The menu makes good use of local products, like wild mushrooms and seafood. The fresh, homemade pastas range from linguine to rigatoni and gnocchi and are available by the pound to prepare at home as well for dining at the bistro. A unique menu option allowing guests to choose their ingredient, how it's prepared and choice of sauces is a hands down favorite. "Everyone likes to play with their food. We make it easy for them" says Nicholas. Chef Petti also bakes his own bread and makes the desserts, including a Candy Cap Crème Brulée with Spicy Chocolate Bark that is a perfect end to a meal at Mendo Bistro. That is if you don't opt for the Chocolate Volcano, a barely set chocolate cake whose molten center resembles lava.

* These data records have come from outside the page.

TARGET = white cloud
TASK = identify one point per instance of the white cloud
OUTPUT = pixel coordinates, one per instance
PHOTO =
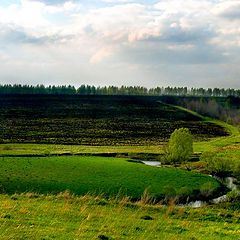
(105, 37)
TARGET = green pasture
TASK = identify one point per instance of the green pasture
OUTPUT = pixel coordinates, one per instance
(63, 216)
(96, 175)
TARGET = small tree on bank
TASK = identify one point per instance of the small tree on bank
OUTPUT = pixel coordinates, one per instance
(180, 146)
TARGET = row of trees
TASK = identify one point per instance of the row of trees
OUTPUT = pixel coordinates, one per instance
(113, 90)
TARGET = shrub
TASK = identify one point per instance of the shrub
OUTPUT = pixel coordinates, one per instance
(180, 146)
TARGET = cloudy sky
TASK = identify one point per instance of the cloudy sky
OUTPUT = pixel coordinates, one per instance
(120, 42)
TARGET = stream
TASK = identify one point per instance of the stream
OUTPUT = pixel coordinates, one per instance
(228, 182)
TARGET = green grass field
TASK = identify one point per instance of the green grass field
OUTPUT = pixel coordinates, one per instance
(32, 216)
(96, 175)
(34, 203)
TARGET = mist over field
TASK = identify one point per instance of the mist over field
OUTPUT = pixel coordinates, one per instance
(109, 42)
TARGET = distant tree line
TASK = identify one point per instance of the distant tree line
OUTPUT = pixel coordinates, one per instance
(113, 90)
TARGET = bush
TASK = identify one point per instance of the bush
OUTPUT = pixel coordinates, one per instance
(180, 146)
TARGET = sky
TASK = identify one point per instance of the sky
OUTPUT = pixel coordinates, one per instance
(120, 42)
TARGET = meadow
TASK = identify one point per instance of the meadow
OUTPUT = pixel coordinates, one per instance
(99, 175)
(67, 170)
(64, 216)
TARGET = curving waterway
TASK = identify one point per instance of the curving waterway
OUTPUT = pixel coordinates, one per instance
(228, 182)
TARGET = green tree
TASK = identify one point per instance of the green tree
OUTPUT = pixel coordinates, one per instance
(180, 146)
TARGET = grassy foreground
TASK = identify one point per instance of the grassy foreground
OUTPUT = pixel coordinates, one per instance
(31, 216)
(96, 175)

Although Mendo Bistro's clientele is largely local, Chef Petti makes sure to welcome out of town visitors as well. Reservations are accepted for parties of 7 or larger only and corkage is $10 per 750 ml bottle.
After graduating from the California Culinary Academy in 1991 Chef Petti moved to Mendocino and spent the next few years at various coastal restaurants. In 1995 an opportunity to join alternative country rockers Whiskeytown as a multi-instrumentalist lured him and his wife Jaimi Parsons (daughter of former Byrds drummer Gene Parsons) to Chapel Hill, NC. The rock and roll lifestyle didn't work for the chef and he returned to his other instrument, the stove.
Upon moving back to Northern California the newly renovated Company Store made him an offer he couldn't refuse. Seeing there were great restaurants and affordable restaurants in the area but none that were great and affordable Nicholas came on board on the mezzanine level of the 90 year old historic building. Some some people think of Fort Bragg as a sleepy logging town, but Chef Petti knew people were starving for good food and an inviting atmosphere. The second floor location has prompted more than one local wag to comment, "Hey from up here you can watch both cars go by." Although Fort Bragg retains its small-town charm the residents are quite sophisticated and have responded enthusiastically to the cuisine offered at Mendo Bistro.